Генри Годфилд, который шел сейчас с восставшими левеллерами на север, на соединение с отрядами Уильяма Томпсона, был совсем новый Генри, мало что общего имевший с тем восторженным, мягким, как воск, юношей, который проводил дни и ночи в будуаре леди Дуглас почти год назад, составлял с нею анаграммы и мечтал о прелестных зеленых глазах Элизабет Клейпул. Дамские разговоры, любовь, гадания… Все это детские игрушки по сравнению с той великой бурей, что сотрясла до основания добрую старую Англию с того памятного дня, когда его будущего зятя выгнали из парламента. В двадцать лет человек меняется быстро — да и было от чего перемениться!

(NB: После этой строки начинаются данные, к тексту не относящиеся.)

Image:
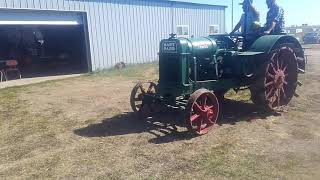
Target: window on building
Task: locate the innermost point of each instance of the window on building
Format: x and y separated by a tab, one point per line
214	29
183	31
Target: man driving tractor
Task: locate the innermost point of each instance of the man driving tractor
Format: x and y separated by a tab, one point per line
248	18
275	19
250	25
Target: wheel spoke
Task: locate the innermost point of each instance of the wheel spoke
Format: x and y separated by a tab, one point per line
199	127
270	92
195	117
273	68
270	75
285	68
210	107
197	108
278	97
205	102
284	93
142	89
150	88
269	84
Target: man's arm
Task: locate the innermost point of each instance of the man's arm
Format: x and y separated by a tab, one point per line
236	28
275	17
255	11
273	25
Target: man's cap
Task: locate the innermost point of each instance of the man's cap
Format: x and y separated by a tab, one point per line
246	1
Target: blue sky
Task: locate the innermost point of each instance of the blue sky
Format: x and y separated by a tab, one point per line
297	12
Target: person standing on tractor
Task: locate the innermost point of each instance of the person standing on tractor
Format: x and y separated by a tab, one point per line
249	18
275	19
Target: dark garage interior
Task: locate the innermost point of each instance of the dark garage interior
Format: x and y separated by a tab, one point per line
44	50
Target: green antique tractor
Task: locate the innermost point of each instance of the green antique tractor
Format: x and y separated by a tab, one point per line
195	73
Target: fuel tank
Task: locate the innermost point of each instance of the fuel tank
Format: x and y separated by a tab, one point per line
203	46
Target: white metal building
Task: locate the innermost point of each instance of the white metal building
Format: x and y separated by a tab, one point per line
115	30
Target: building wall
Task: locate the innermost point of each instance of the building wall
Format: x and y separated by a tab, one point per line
130	30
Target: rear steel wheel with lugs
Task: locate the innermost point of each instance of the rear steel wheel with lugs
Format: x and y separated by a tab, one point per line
277	87
202	111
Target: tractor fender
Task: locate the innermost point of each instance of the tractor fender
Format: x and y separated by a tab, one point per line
270	42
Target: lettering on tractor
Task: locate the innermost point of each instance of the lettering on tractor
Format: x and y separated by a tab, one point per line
169	47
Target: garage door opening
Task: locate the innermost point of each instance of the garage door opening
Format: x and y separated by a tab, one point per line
45	49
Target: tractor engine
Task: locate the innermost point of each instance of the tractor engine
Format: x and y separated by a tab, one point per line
185	60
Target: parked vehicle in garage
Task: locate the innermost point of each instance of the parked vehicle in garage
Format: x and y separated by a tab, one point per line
311	38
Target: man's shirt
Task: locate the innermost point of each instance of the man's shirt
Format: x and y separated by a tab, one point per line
251	18
276	14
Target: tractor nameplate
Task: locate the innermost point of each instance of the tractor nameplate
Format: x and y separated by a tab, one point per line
169	47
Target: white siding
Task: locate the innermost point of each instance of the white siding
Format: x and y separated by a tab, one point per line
130	30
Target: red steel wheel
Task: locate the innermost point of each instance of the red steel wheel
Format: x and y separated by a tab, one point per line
202	111
280	80
138	94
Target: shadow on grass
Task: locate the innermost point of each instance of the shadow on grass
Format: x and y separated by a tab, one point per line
165	126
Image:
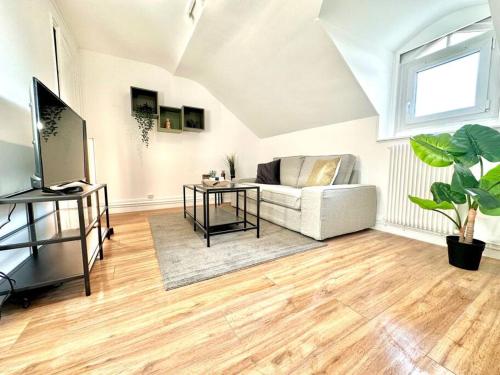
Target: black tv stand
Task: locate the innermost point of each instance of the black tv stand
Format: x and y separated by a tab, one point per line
64	190
67	254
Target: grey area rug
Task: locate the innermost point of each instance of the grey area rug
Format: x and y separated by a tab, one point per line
184	258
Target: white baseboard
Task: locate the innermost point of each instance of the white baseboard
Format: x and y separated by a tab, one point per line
492	249
138	204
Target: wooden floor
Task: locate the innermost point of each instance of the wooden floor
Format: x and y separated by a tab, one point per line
367	303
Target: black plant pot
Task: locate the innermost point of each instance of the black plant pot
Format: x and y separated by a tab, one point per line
464	255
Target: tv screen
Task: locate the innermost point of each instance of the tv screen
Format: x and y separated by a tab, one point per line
59	140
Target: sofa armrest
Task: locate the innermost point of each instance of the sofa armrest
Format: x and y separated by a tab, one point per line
329	211
243	180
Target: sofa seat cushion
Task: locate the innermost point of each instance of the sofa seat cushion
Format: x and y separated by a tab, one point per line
281	195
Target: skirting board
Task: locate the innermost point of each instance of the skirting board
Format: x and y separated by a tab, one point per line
492	249
132	205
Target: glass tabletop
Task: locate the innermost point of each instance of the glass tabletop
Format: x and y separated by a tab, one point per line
219	186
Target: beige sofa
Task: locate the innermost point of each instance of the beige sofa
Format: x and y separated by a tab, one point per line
320	211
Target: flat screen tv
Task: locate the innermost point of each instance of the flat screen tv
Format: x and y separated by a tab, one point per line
59	139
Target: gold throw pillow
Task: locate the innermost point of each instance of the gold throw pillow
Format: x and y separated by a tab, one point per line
323	172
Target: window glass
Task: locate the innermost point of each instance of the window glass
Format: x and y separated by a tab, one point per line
447	87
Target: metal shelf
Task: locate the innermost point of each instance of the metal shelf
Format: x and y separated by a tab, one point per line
35	234
64	242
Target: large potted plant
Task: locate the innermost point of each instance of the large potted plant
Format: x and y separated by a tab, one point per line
467	192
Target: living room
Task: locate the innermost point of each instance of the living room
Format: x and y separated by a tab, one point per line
343	157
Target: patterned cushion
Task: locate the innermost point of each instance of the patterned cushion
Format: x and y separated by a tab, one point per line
323	172
344	173
290	169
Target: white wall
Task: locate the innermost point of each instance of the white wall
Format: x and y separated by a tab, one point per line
354	137
133	171
359	137
26	51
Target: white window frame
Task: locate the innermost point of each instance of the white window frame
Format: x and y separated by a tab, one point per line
407	86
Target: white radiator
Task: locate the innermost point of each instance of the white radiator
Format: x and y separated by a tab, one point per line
408	175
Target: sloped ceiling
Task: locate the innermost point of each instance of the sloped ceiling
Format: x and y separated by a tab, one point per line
151	31
273	65
276	64
388	23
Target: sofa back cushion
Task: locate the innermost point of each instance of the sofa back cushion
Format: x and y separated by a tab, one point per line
344	171
290	167
323	172
269	173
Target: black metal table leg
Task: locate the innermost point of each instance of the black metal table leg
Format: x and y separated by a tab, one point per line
58	217
237	203
194	209
99	227
110	230
244	208
207	223
83	238
258	212
31	220
204	214
184	199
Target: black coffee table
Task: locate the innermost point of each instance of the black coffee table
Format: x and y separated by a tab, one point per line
213	220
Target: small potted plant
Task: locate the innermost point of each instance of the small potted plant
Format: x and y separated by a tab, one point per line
466	193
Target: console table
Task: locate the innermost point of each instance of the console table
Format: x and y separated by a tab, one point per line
63	242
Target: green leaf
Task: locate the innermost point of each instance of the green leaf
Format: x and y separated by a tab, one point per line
462	179
491	180
428	204
491	183
442	192
485	199
493	212
432	149
472	141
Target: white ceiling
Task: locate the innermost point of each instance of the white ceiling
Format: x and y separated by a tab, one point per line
273	65
152	31
388	23
269	61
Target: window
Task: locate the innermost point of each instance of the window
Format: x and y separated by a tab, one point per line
446	80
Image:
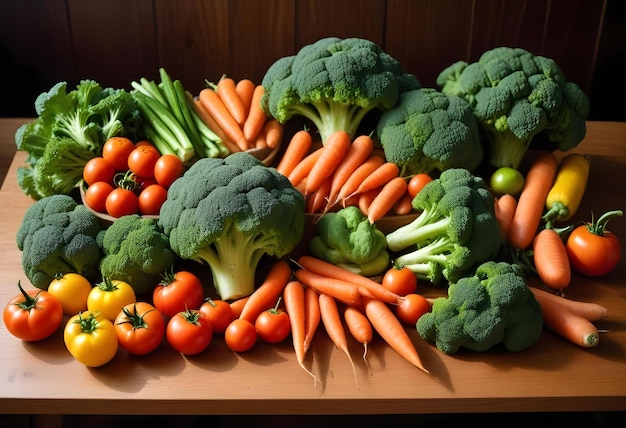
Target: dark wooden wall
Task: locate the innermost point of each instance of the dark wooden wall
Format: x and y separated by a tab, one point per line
117	41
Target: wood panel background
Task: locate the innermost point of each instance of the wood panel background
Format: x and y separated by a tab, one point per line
117	41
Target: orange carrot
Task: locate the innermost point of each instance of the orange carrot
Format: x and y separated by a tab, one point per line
293	297
391	330
267	293
330	270
384	200
341	290
333	151
256	116
331	319
551	262
532	200
216	108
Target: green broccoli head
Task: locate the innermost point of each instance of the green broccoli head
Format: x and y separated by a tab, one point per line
136	251
334	83
430	131
455	231
346	238
521	101
492	307
230	213
59	236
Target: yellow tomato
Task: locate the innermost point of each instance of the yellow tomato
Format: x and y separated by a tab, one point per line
72	290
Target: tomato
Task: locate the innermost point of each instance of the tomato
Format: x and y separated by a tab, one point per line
507	180
151	198
219	313
32	315
142	160
189	332
90	338
167	169
96	196
412	307
400	280
273	325
109	297
139	328
417	183
240	335
592	250
116	150
98	169
72	290
178	292
122	202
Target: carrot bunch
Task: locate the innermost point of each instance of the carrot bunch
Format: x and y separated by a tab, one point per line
345	172
232	109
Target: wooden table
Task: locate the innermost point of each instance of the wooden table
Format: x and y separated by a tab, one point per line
552	375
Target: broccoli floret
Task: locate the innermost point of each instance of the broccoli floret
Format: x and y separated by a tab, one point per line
59	236
455	231
521	101
136	251
493	306
230	213
346	238
430	131
334	83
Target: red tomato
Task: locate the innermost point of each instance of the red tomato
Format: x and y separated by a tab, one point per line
116	150
151	198
189	332
400	280
412	307
98	169
240	335
122	202
140	328
96	196
219	313
142	160
178	292
33	315
167	169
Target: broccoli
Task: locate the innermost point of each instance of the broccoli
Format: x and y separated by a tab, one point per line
59	236
229	213
334	82
455	231
71	128
428	130
521	101
346	238
493	306
135	251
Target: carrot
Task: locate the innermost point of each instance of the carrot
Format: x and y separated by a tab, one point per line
588	310
391	330
566	323
266	294
297	148
334	328
532	200
293	297
341	290
256	117
330	270
333	151
216	108
384	200
550	258
227	92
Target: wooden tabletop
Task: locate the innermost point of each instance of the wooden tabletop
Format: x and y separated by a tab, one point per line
552	375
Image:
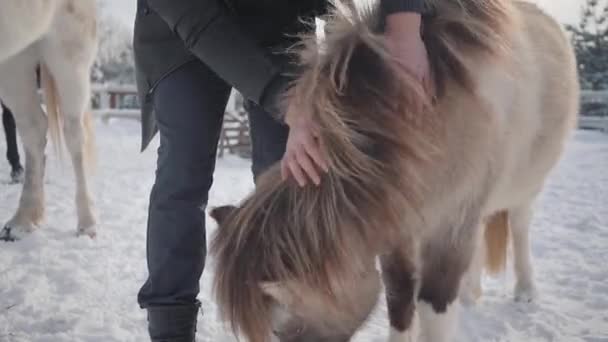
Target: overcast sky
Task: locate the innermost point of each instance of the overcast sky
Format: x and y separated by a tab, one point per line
566	11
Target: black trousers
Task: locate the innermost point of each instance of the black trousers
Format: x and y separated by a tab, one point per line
189	106
10	132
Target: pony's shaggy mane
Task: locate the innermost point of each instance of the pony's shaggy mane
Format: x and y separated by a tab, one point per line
377	127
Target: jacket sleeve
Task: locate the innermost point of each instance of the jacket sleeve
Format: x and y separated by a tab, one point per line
212	34
395	6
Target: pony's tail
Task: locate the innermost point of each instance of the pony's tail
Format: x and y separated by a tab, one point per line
496	240
55	117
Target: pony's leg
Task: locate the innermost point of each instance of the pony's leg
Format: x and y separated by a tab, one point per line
18	91
398	274
73	88
520	230
445	259
471	289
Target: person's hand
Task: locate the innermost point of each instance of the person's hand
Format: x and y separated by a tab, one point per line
303	159
405	42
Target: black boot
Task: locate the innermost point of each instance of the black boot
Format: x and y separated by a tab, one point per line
175	323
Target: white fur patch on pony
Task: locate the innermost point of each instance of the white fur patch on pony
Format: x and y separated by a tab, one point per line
437	327
410	335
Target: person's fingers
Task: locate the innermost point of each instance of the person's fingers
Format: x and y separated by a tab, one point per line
307	165
296	172
313	149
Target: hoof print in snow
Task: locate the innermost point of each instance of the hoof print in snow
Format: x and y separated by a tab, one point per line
90	232
7	235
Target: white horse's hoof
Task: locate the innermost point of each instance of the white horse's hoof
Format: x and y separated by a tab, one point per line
12	233
525	293
89	231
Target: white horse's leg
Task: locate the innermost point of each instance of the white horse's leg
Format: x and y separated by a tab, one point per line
22	22
471	289
520	228
73	90
18	91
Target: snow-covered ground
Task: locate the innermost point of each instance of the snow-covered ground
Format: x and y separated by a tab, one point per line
56	287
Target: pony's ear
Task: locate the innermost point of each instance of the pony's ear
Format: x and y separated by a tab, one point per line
219	214
278	292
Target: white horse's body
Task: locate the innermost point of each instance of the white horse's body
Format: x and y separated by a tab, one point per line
60	37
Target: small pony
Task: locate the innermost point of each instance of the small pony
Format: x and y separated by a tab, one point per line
411	180
60	36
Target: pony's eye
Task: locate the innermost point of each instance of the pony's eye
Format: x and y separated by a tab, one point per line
288	334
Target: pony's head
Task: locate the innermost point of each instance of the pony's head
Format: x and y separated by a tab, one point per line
301	261
293	310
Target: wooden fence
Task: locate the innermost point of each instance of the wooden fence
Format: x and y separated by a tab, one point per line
120	102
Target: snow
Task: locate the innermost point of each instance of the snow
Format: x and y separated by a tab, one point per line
56	287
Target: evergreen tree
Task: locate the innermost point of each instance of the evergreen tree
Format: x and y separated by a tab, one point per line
590	40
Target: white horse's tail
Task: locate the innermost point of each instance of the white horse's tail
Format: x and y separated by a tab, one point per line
55	120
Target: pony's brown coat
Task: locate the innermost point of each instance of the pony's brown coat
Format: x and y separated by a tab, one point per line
379	133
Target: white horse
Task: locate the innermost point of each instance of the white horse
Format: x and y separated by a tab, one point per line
60	37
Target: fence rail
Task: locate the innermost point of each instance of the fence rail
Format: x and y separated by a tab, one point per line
114	101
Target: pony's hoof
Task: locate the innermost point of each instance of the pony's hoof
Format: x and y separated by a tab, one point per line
8	234
525	294
17	175
87	231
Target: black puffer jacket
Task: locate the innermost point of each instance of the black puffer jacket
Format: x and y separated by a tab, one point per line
233	37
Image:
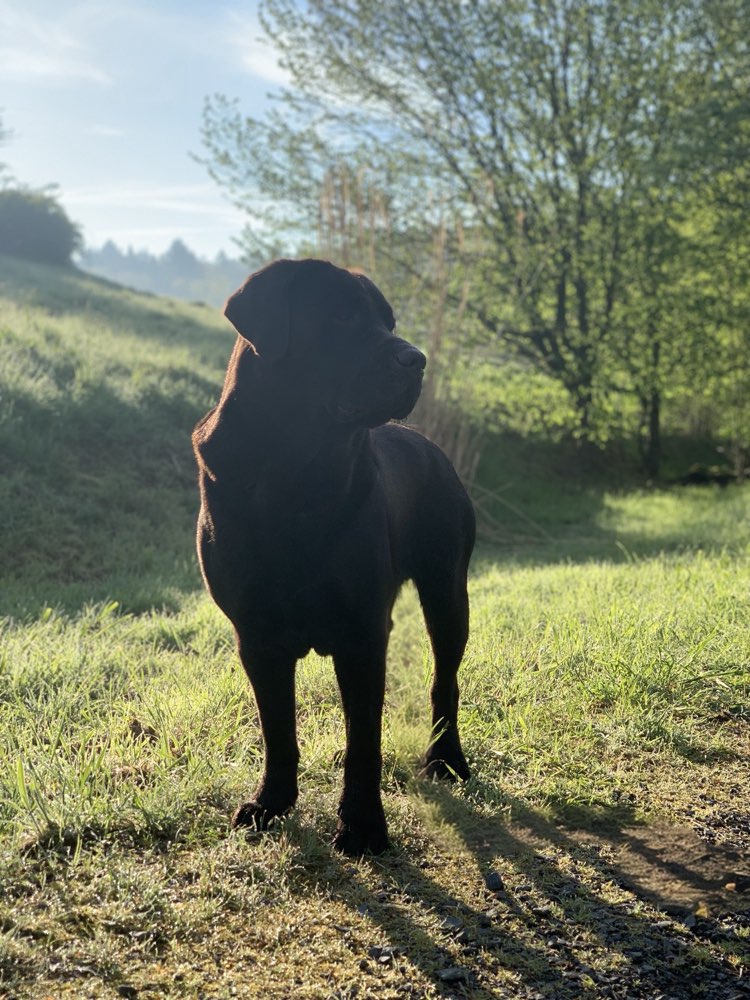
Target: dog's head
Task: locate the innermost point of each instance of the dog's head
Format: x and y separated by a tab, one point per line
330	330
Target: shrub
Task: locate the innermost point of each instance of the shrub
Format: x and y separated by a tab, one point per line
34	226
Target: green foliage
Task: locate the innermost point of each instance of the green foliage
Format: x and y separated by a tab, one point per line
34	226
534	164
606	676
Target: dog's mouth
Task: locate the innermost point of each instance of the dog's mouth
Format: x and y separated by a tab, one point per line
381	411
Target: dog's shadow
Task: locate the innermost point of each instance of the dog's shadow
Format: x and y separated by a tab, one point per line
516	932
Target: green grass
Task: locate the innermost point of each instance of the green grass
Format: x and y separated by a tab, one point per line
606	686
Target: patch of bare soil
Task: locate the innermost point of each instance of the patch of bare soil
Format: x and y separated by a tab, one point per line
672	867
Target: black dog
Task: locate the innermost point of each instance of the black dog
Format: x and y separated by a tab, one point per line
313	515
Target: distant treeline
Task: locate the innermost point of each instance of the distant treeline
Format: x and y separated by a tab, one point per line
177	272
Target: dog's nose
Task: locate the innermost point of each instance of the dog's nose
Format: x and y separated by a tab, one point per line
410	357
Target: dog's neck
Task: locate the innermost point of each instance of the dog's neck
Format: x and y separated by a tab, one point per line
264	440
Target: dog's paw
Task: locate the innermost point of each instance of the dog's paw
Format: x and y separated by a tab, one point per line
253	816
355	839
445	768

Леденящий кровь процесс над Карлом Стюартом, казнь злосчастного монарха, установление республики… И сразу поразительное, ужасное разочарование в этой республике, обещавшей столь много… Где обещанная справедливость? Где Конституция? Где новый парламент, избранный большинством народа? Страной правила кучка офицеров, и это было надругательством над святыми целями гражданской войны и над пролитой кровью.

Вместе с солдатами и младшими офицерами своего полка Генри понял: за справедливость и свободу надо бороться. На поле боя, с оружием в руках, до последней капли крови… Дух мятежа овладел им, как и всей партией левеллеров, военных и гражданских, и он подписывал петиции, участвовал в нелегальных солдатских собраниях, защищал «Народное соглашение», требовал созыва совета агитаторов…

Монотонная рысь укачивала, усталость наваливалась на плечи, под ложечкой противно сосало от голода. Надо было отвлечься, он пришпорил коня и подъехал к Эйрсу и Денну.

— …Он одному врезал так, что тот упал бездыханный, — говорил Уайт, и надменное, насмешливое выражение не сходило с его лица. — Другого пинками выгнал на улицу, а хозяйку таверны ударил по лицу. Ему показалось, что у него украли 30 фунтов, на самом же деле он просто проигрался. А так как он был уже в изрядном подпитии, его уволили, и с тех пор, насколько я знаю, он в Армии не служит.

— Постойте, постойте, — сказал Эйрс. — Но ведь солдаты за него заступились, и он, я слышал, остался в полку.

— Это о капитане Томпсоне? — догадался Генри. Томпсон, один из левеллерских вожаков, имя которого окружали странные романтические легенды, был сейчас его кумиром. — Томпсона уволили позже, когда поднялись кавалеристы Фэрфакса. Его тогда и к смерти приговорили.

— Ну да, — согласился Уайт, — за подстрекательство к мятежу. Но он дважды бежал из тюрьмы. Только кто вам сказал, что он капитан? Он никогда не поднимался старше капрала.

— Сей достойный воин, — мягким голосом пояснил проповедник, — бежав из тюрьмы, скрывался в лесах, и к нему стекались такие же, как он, отверженные поборники свободы. Он и товарищи его, подобно Робин Гуду и лесным братьям, помогали беднякам и чинили справедливый суд над врагами свободы…

— Я не знаю, насколько этот суд можно назвать справедливым, — покривился Уайт. — Он всадил нож в спину человеку, который честно исполнял свой долг; человек этот умер через месяц.

— Честно исполнял долг?! — Генри от возмущения привскочил в стременах. — Да это был шпион, который навел полицию на тайную типографию!

— Не будем, господа, спорить о капитане Томпсоне, — примирительно сказал Эйрс. — Время позднее, мы устали. Вот встретимся, познакомимся поближе, тогда и будем судить.

— Нет, — не мог успокоиться Генри, — кому-то специально нужно раздувать слухи о пьяных драках, о диких выходках… — Все кипело у него внутри, и долгая усталость наливала тяжестью тело и дурманила голову.